Massachusetts’ experience in banning menthol cigarettes and flavored tobacco in 2020 provides a glimpse into potential obstacles. The state has reported several instances of illegal sales since the ban. In one case, law enforcement discovered 700 packs of unstamped menthol cigarettes along with illegal drugs, underlining concerns about criminal enterprises exploiting market voids.
This proposed rule builds on the Family Smoking Prevention and Tobacco Control Act of 2009, signed by President Barack Obama, which gave the FDA the authority to regulate tobacco products. The Trump administration also pursued nicotine reduction in 2017, when then-FDA Commissioner Scott Gottlieb announced plans to mandate tobacco companies to slash nicotine levels in cigarettes to aid adult smokers in quitting.
Once the final regulation is published, companies will have a two-year window to comply with the new standards. The tobacco industry is expected to launch legal challenges, which could potentially delay the rule’s implementation. The FDA insists that the proposed rule does not equate to a total ban on cigarettes or tobacco products but merely sets new standards for nicotine content.
Public health officials believe that reducing nicotine levels to minimally addictive or non-addictive levels would decrease the chances of future generations getting addicted to cigarettes while aiding current smokers in quitting. The FDA is welcoming public input through its Tobacco Products Scientific Advisory Committee, accepting comments until September 15, 2025.

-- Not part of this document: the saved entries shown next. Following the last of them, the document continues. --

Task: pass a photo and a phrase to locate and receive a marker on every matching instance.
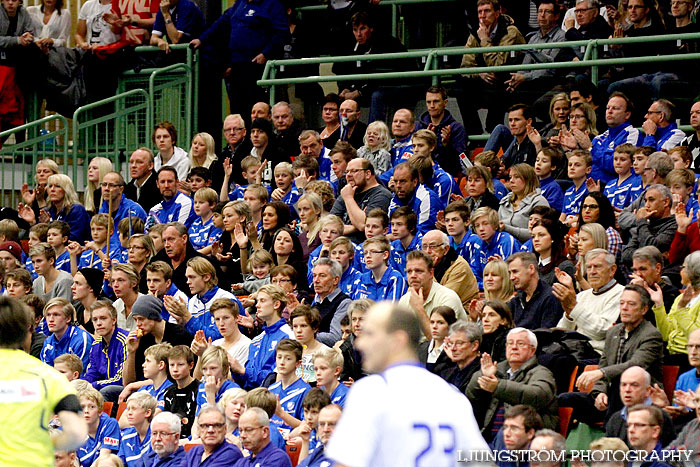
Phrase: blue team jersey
(350, 281)
(74, 340)
(339, 394)
(63, 262)
(290, 399)
(398, 252)
(107, 436)
(425, 203)
(573, 197)
(203, 234)
(619, 192)
(132, 449)
(502, 244)
(391, 286)
(202, 394)
(158, 392)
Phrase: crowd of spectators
(219, 297)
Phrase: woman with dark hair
(330, 114)
(287, 249)
(548, 243)
(496, 321)
(429, 352)
(275, 216)
(597, 208)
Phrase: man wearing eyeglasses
(165, 436)
(254, 427)
(518, 380)
(644, 424)
(214, 450)
(122, 207)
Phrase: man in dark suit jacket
(143, 187)
(632, 342)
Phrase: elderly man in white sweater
(591, 312)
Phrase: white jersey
(405, 416)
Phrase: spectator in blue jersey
(492, 243)
(406, 238)
(254, 427)
(328, 418)
(456, 220)
(579, 168)
(136, 438)
(342, 250)
(548, 163)
(204, 290)
(310, 145)
(203, 233)
(289, 388)
(270, 301)
(177, 22)
(619, 190)
(515, 207)
(108, 352)
(620, 130)
(151, 330)
(656, 225)
(534, 306)
(659, 128)
(57, 237)
(103, 432)
(402, 127)
(215, 450)
(176, 206)
(681, 183)
(452, 138)
(328, 364)
(330, 301)
(410, 192)
(381, 281)
(122, 207)
(451, 270)
(64, 338)
(493, 163)
(165, 437)
(63, 205)
(50, 282)
(480, 189)
(216, 372)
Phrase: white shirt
(389, 421)
(58, 27)
(239, 350)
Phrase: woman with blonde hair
(516, 206)
(64, 205)
(98, 167)
(376, 147)
(309, 208)
(202, 150)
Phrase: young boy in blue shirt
(289, 388)
(406, 238)
(619, 190)
(547, 163)
(202, 233)
(328, 363)
(57, 236)
(136, 438)
(381, 281)
(580, 164)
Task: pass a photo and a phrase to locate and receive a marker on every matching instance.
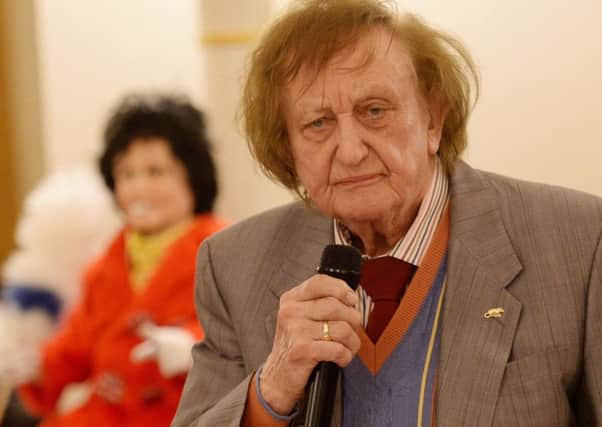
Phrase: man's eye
(155, 171)
(375, 112)
(317, 124)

The regulation stipulates technical requirements for manufacturers, requiring them to demonstrate through laboratory testing that their products meet the new 0.7 milligrams per gram standard. The FDA estimates that this reformulation process could cost the industry between $1.2 billion and $2.3 billion. The agency’s public health impact analysis predicts that this reduction in nicotine content could prevent more than 4.3 million tobacco-related deaths by the end of the century. However, concerns about compensatory smoking behaviors persist among industry observers.
The proposed rule was introduced during the final week of Biden’s tenure, and its ultimate fate may depend on the incoming administration.